Hello PH! We’re development Haystack to lend a hand groups handle the explosion within the collection of pull requests that want to be reviewed because of the upward thrust of coding brokers.
Haystack replaces the GitHub PR evaluate gadget with a queue that triages each and every PR sooner than a human has to learn any diffs. It appears on the diffs, the codebase, and the coding-agent dialog that produced the PR. Haystack then routes it into one among 3 buckets:
1. Secure to merge. This implies the PR has sufficient proof in the back of it that the workforce can merge it with out every other human’s evaluate.
Some examples:
-
A small UI reproduction alternate that features a screenshot appearing the general state
-
A backend alternate the place the creator obviously examined the necessary paths and ran the adjustments in an actual atmosphere
2. Wishes fixes. Which means the PR has insects or violates a rule to your codebase and subsequently the PR must be fastened by means of the creator.
Some examples:
-
The agent used to be requested to make loading a big desk sooner by means of including pagination, however the PR nonetheless a lot each end result without delay and “implements” pagination within the UI
-
The PR silently catches an error as a substitute of logging, surfacing, or dealing with it. This violates the workforce’s “no silent error swallowing” rule
3. Wishes human evaluate. Which means the PR may no longer be sufficiently verified by means of the creator or is touching a delicate a part of the codebase (decided by means of user-input tips) and thus calls for human evaluate.
Some examples:
-
The PR adjustments an important quantity of good judgment in billing
-
The PR adjustments crucial consumer go with the flow like onboarding, however the creator best ran unit checks and not opened the app to test the go with the flow end-to-end. That violates the workforce’s rule that high-impact user-facing adjustments want handbook verification.

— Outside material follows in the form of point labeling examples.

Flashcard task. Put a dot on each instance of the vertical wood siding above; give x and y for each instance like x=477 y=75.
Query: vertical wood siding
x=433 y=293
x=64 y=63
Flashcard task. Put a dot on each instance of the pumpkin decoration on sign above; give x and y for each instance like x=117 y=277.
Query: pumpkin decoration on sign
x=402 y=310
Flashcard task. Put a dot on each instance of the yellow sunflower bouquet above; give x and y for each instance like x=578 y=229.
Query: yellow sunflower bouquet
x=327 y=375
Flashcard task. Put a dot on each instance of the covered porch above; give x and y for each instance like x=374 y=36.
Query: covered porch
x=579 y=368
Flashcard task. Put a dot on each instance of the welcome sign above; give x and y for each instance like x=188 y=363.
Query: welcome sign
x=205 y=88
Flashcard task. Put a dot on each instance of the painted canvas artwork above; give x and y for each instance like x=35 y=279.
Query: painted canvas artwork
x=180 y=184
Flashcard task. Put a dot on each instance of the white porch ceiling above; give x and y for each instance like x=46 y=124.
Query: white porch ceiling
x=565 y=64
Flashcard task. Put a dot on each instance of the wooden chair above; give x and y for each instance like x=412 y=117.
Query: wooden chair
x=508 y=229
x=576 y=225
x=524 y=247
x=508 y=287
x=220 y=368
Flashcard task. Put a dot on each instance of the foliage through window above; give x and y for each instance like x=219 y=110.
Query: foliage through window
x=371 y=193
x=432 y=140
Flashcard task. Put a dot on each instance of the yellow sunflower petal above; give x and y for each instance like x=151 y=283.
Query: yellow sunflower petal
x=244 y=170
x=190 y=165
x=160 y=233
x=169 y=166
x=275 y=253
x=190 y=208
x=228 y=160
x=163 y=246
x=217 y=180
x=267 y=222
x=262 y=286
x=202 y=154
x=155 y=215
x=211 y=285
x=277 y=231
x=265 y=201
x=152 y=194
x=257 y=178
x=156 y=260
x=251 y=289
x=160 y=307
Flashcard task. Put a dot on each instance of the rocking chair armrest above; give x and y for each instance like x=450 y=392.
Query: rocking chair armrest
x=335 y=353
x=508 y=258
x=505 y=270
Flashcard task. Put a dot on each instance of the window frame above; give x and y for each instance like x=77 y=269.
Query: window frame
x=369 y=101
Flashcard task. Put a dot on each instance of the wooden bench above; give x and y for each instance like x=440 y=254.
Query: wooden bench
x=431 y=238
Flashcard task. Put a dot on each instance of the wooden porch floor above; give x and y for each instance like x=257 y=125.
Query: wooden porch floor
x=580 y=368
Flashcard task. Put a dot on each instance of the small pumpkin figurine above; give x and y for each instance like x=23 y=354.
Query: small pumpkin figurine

As a substitute of beginning with line-by-line diffs, Haystack straight away tells the reviewer the purpose in the back of the PR, what design selections the creator made (knowledgeable by means of their coding-agent dialog), and what kind of the creator did to ensure that the pull request works (e.g. run scripts, checked the frontend, and so forth.).

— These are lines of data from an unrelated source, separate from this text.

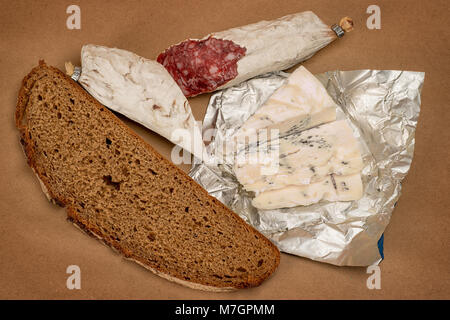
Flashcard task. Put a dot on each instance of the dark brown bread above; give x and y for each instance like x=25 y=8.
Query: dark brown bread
x=119 y=189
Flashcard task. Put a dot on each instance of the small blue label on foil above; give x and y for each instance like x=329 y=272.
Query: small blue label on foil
x=380 y=246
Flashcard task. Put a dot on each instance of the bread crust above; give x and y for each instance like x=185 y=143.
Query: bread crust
x=26 y=141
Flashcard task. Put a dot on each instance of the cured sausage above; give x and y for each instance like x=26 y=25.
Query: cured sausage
x=223 y=59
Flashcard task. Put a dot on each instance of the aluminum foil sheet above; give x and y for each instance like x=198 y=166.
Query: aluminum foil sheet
x=383 y=109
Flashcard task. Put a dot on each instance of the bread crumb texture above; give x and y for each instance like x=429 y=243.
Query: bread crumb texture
x=118 y=188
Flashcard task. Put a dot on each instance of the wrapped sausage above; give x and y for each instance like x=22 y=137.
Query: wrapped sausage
x=227 y=58
x=141 y=90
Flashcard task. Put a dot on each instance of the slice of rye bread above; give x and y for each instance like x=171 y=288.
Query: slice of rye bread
x=117 y=188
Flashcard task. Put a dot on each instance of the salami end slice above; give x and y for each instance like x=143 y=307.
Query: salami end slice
x=200 y=66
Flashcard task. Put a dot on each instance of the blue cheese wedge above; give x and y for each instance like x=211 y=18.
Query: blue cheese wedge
x=302 y=102
x=303 y=158
x=332 y=188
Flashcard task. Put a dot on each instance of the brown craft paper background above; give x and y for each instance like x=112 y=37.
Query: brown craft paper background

On this means, evaluate shifts from “what modified?” to “is that this the best habits and is there proof that it really works?”.
Right here’s a handy guide a rough demo: https://www.tella.television/video/strea…

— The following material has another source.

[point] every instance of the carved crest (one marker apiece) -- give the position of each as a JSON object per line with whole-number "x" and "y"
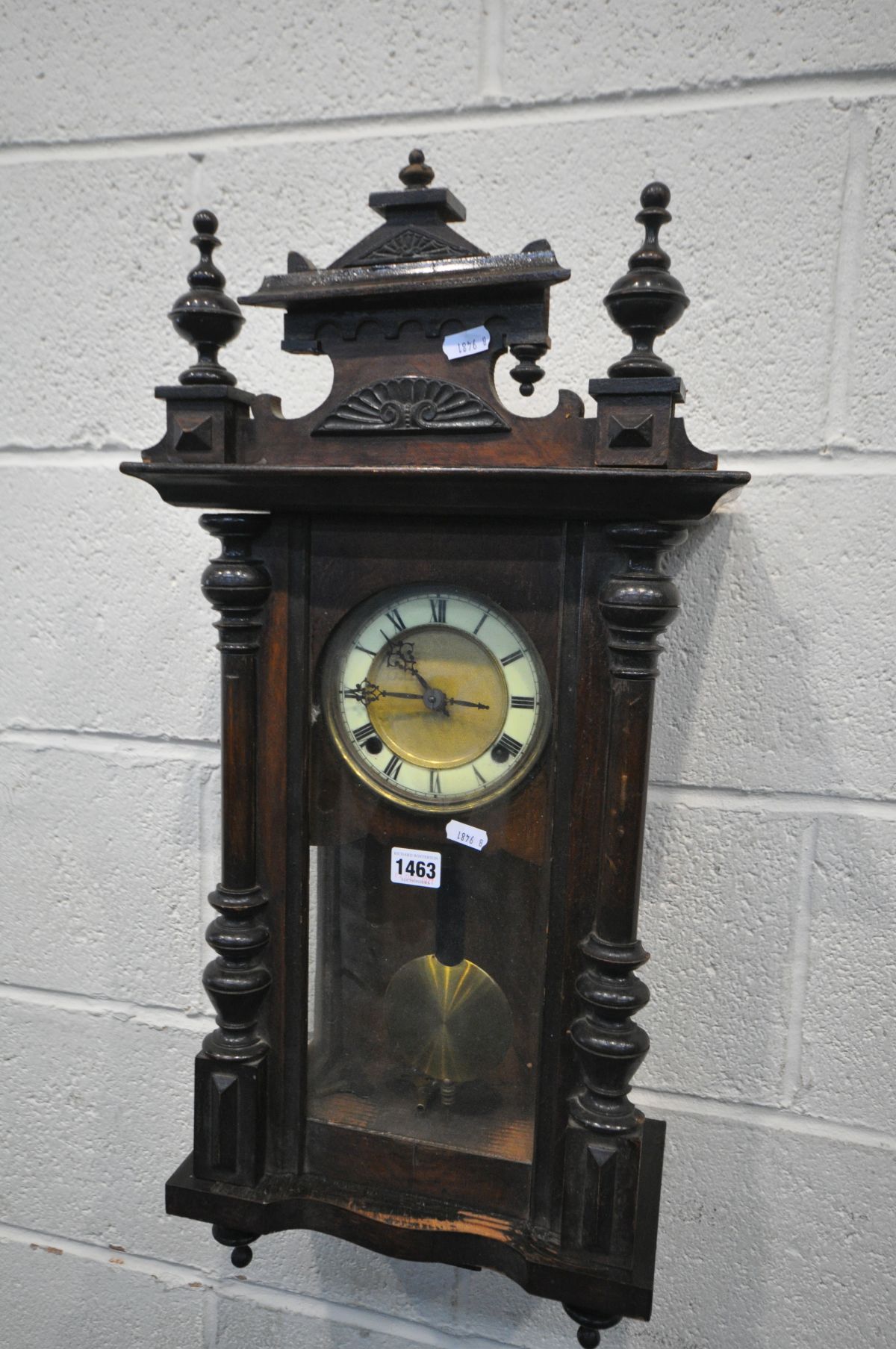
{"x": 409, "y": 244}
{"x": 409, "y": 406}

We prior to now introduced Haystack as a device for figuring out massive PRs (https://information.ycombinator.com/ite…). As a lot of you’ll be able to most definitely relate to, the discharge of Opus 4.5 totally shattered our conception of the way rapid an engineer may craft a PR.
And as coding brokers were given even higher from 4.5, we discovered that pull requests didn’t scale together with our coding pace. With each and every member of our workforce having the ability to pump out greater than 20 pull requests an afternoon, code evaluate temporarily become cognitively hard and not more useful.
After speaking with folks, we realized many really feel in a similar fashion, and recently face the binary possibility of both no longer doing evaluate in any respect or looking to stay alongside of a fireplace hose of pull requests.
Haystack is our try at a 3rd trail. We nonetheless imagine in code evaluate, however as coding brokers produce extra code, human reviewer consideration turns into extra precious and dearer.
Haystack is helping groups spend that focus at the PRs the place a human can meaningfully alternate the result of that PR. And for such PRs, Haystack presentations the reviewer what the PR supposed to do, whether or not the creator confirmed that it really works, and what design selections desire a 2nd pair of eyes.
We’re nonetheless moderately early and are working out whether or not Haystack in reality makes code evaluate higher. We would really like any and all comments!